HD-sEMG decomposition with CBSS algorithm

In this study, the experimental HD-sEMG dataset involved 16 participants with a total of 738 MUs (15.38 ± 8.32) extracted using the CBSS algorithm, achieving an average PNR of 38.74 ± 2.52 dB. At 10% MVC, the average number of MUs was 18.25 ± 7.86 (range: 2 to 30) with a PNR of 38.53 ± 3.04 dB. At 30% MVC, the average number of MUs was 17.06 ± 8.16 (range: 4 to 31) with a PNR of 38.78 ± 2.16 dB. At 50% MVC, the average number of MUs was 10.81 ± 7.37 (range: 2 to 22) with a PNR of 38.90 ± 2.42 dB. The average number of MUs, PNR, and discharge frequency for each contraction intensity is summarized in Table 1.

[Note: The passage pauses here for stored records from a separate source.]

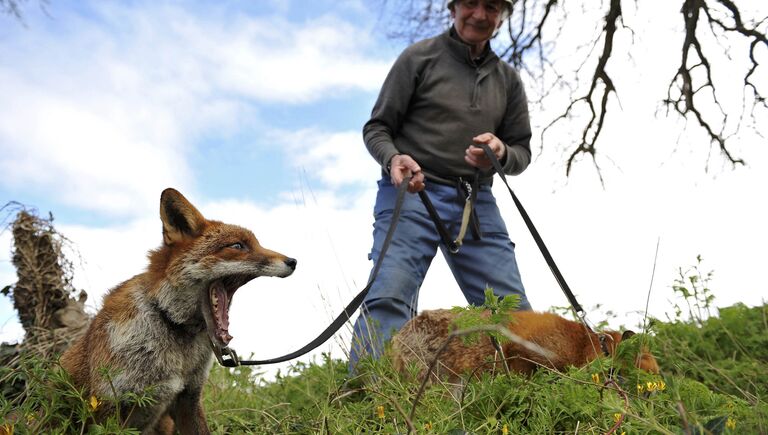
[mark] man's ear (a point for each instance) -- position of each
(180, 218)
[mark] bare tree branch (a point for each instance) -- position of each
(684, 87)
(534, 29)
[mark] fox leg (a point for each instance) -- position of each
(187, 412)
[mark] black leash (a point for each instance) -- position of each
(228, 357)
(537, 237)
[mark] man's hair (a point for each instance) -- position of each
(506, 4)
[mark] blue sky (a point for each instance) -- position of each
(254, 109)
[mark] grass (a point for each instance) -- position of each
(714, 380)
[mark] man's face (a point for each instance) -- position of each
(476, 20)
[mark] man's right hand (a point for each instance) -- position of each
(402, 166)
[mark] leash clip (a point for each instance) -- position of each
(226, 356)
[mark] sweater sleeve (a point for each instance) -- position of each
(390, 108)
(515, 129)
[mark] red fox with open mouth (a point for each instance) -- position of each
(157, 329)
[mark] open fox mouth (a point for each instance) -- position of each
(221, 297)
(219, 300)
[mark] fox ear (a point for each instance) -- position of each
(627, 334)
(180, 218)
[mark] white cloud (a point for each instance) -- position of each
(336, 158)
(103, 113)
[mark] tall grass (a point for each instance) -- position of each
(714, 380)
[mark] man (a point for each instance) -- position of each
(443, 97)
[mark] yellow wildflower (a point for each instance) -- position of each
(94, 403)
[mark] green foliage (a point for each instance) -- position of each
(713, 381)
(493, 311)
(50, 402)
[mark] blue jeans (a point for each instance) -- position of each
(392, 299)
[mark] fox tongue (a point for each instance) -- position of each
(221, 313)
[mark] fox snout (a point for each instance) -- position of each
(289, 265)
(279, 265)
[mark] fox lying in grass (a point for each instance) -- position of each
(156, 330)
(563, 343)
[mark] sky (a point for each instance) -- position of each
(254, 111)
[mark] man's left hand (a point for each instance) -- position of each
(475, 155)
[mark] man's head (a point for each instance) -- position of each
(477, 20)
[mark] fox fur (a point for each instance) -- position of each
(567, 343)
(156, 329)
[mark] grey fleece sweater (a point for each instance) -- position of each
(435, 100)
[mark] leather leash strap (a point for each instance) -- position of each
(537, 237)
(228, 358)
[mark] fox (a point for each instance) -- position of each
(546, 340)
(156, 331)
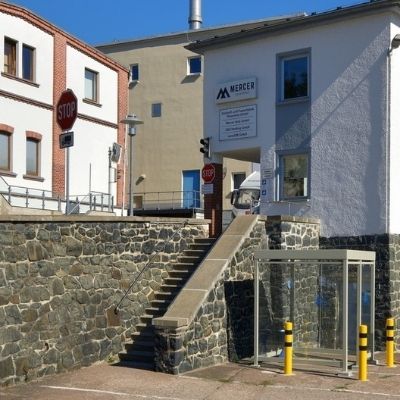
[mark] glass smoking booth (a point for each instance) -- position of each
(327, 294)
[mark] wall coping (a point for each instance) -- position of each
(99, 218)
(293, 218)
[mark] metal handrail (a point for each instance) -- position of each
(169, 199)
(149, 262)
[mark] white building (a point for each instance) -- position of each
(314, 100)
(38, 61)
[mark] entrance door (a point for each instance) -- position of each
(191, 189)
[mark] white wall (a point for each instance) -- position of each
(395, 133)
(25, 33)
(24, 117)
(107, 85)
(348, 88)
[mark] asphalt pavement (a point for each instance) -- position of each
(223, 382)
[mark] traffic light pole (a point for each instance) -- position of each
(67, 184)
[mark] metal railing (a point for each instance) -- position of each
(149, 262)
(168, 200)
(20, 196)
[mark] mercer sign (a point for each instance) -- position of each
(236, 90)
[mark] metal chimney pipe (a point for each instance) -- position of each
(195, 19)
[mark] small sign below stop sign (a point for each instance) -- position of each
(208, 173)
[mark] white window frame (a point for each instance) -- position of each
(281, 77)
(281, 175)
(95, 82)
(189, 72)
(130, 73)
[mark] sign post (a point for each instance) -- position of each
(67, 111)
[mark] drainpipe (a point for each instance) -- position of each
(195, 19)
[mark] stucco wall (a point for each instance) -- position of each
(348, 117)
(60, 281)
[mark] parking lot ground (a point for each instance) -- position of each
(222, 382)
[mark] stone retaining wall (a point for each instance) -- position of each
(60, 280)
(214, 335)
(387, 277)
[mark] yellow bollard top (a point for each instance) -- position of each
(288, 326)
(390, 322)
(363, 329)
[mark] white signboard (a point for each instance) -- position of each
(207, 188)
(236, 90)
(238, 123)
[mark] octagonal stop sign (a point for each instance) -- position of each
(208, 173)
(67, 110)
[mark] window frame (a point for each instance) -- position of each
(95, 86)
(32, 71)
(281, 175)
(131, 78)
(281, 58)
(189, 69)
(8, 135)
(35, 173)
(233, 179)
(15, 56)
(155, 114)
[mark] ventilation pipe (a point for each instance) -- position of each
(195, 19)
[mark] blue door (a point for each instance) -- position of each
(191, 189)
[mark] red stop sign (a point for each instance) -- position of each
(67, 110)
(208, 173)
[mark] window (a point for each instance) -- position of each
(28, 54)
(32, 157)
(10, 56)
(156, 110)
(294, 77)
(194, 65)
(5, 151)
(237, 179)
(294, 173)
(91, 85)
(134, 72)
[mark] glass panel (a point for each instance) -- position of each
(135, 72)
(10, 64)
(238, 178)
(352, 310)
(156, 110)
(295, 170)
(90, 85)
(32, 157)
(4, 152)
(195, 65)
(27, 63)
(295, 75)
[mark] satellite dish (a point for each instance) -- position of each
(115, 153)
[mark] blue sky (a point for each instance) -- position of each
(102, 21)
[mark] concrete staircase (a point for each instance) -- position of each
(140, 352)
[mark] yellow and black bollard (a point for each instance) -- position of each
(390, 342)
(288, 363)
(362, 353)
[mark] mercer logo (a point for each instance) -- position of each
(223, 94)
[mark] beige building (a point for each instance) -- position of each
(166, 92)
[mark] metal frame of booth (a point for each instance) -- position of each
(340, 257)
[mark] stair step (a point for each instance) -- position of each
(173, 281)
(137, 355)
(179, 273)
(149, 366)
(144, 335)
(193, 253)
(140, 345)
(155, 311)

Effects of window size, step size, and contraction intensity on ML-DRSNet

Decomposition accuracy

This study shows the significant effect of window size and step size on the decomposition accuracy of ML-DRSNet, including sensitivity, precision, F1-score, and the number of correctly identified MUs (Fig. 4; Table 2). When the step size is 30, 40, or 50, the decomposition accuracy decreases with increasing window size. In contrast, for step sizes of 10 and 20, the decomposition accuracy increases initially and then decreases as the window size grows. When the window size is 20 data points, increasing the step size from 10 to 50 data points improves decomposition accuracy (Fig. 4; Table 2). Conversely, with window sizes of 60, 100, and 140 data points, increasing the step size results in a continuous decline in accuracy (Fig. 4; Table 2). ML-DRSNet performs.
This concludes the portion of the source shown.